We applaud the efforts of those who developed the American Diabetes Association/European Association for the Study of Diabetes algorithm for managing type 2 diabetes (1). Although the algorithm provides a comprehensive assessment of the clinical utility of various medications, the authors’ strong focus on A1C as a measure of glycemic control may lead to inadequate management of glycemia because it fails to consider important issues relevant to diabetes pathophysiology and outcomes.
First, the algorithm assumes that patients have only recently developed type 2 diabetes and that the A1C is only slightly elevated. The majority of type 2 diabetes is diagnosed 9–12 years after it develops (2). Further, the algorithm suggests that individuals should first be started on lifestyle modification and metformin and then evaluated at 3 months regardless of current A1C. This initial therapy is inappropriate for patients with an A1C >10% because the average lowering capacity of metformin at a 2,000-mg dose is ∼2%. In addition, not all patients are responders or candidates for that specific therapy (as with most medications). Early and aggressive intervention improves outcomes; however, the algorithm neither promotes nor supports early, aggressive management.
Second, although the authors focus on an A1C <7% as the goal, the contribution of postprandial glucose (PPG) to A1C is ignored. Monnier et al. (3) showed that PPG is the primary contributor to glycemia when A1C levels are <7.3% and very similar to fasting at levels of 8.4%. Earlier studies (4,5) showed fasting plasma glucose to be an inexact measure of glycemic control relative to A1C. Why, then, should we recommend that clinicians and patients rely on fasting plasma glucose measures to guide daily diabetes management?
Third, there is a strong link between postchallenge/PPG excursions and macrovascular disease independent of A1C levels (6,7). Monnier et al. (8) showed that glucose fluctuations during postprandial periods exhibited a more specific triggering effect on oxidative stress than chronic sustained hyperglycemia. Further, reducing glycemic excursions is causally associated with carotid intima-media thickness, a validated surrogate cardiovascular end point (7).
Assessing the benefit of a given therapy cannot be based solely on cost and efficacy in lowering glucose. The STOP-NIDDM (9) study showed a clear association between treatment with acarbose and a significant reduction in cardiovascular disease and hypertension. Use of rapid insulin reduces hypoglycemia (10). Newer medications, such as pramlintide and exenatide, have demonstrated improved PPG control and significant weight loss (11,12).
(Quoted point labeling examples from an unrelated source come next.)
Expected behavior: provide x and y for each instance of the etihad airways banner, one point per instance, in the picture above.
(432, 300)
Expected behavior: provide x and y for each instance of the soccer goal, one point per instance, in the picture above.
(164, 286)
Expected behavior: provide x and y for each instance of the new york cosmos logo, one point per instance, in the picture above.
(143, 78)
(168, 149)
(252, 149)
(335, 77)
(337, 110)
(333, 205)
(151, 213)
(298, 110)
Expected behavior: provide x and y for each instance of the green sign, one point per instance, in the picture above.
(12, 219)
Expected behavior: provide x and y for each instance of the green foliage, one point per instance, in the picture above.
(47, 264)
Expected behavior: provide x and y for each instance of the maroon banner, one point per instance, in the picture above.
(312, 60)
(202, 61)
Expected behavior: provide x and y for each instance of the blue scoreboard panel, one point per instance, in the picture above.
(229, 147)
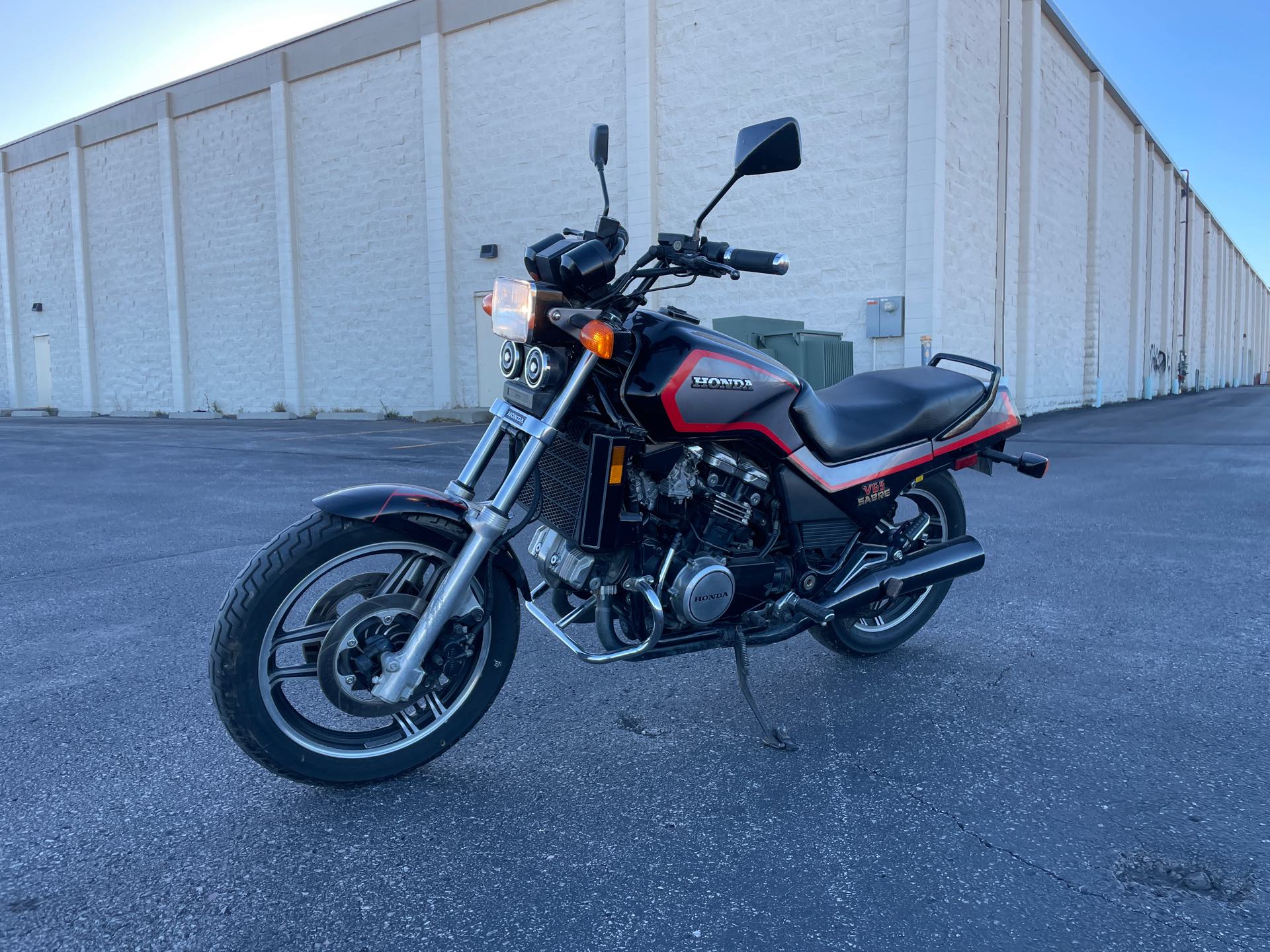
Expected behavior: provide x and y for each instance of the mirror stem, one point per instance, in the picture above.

The mission of the American Diabetes Association is “to prevent and cure diabetes and to improve the lives of all people affected by diabetes” (13). Is it prudent to ignore or diminish the value and clinical utility of these medications simply because they do not meet subjective criteria regarding cost versus A1C-lowering effects? Exenatide, in combination with metformin, could be used earlier to get more patients to target and avoid costly long-term complications. We must remember that the highest cost in diabetes is not the medications; rather, it is the complications that result from not achieving good diabetes control.
The algorithm is substantially incomplete in communicating the necessity for early, aggressive management using treatment modalities that address all glycemic abnormalities. We strongly urge the authors to reevaluate their focus on A1C and expand the algorithm to include strategies to manage postprandial hyperglycemia, which is clearly required to achieve normal metabolic control.
C.G.P. has received consulting fees from Abbott Diabetes Care, Bayer Diagnostics, Eli Lilly, EMD Pharmaceuticals, Roche Diagnostics, and Sanofi- Aventis Pharmaceuticals.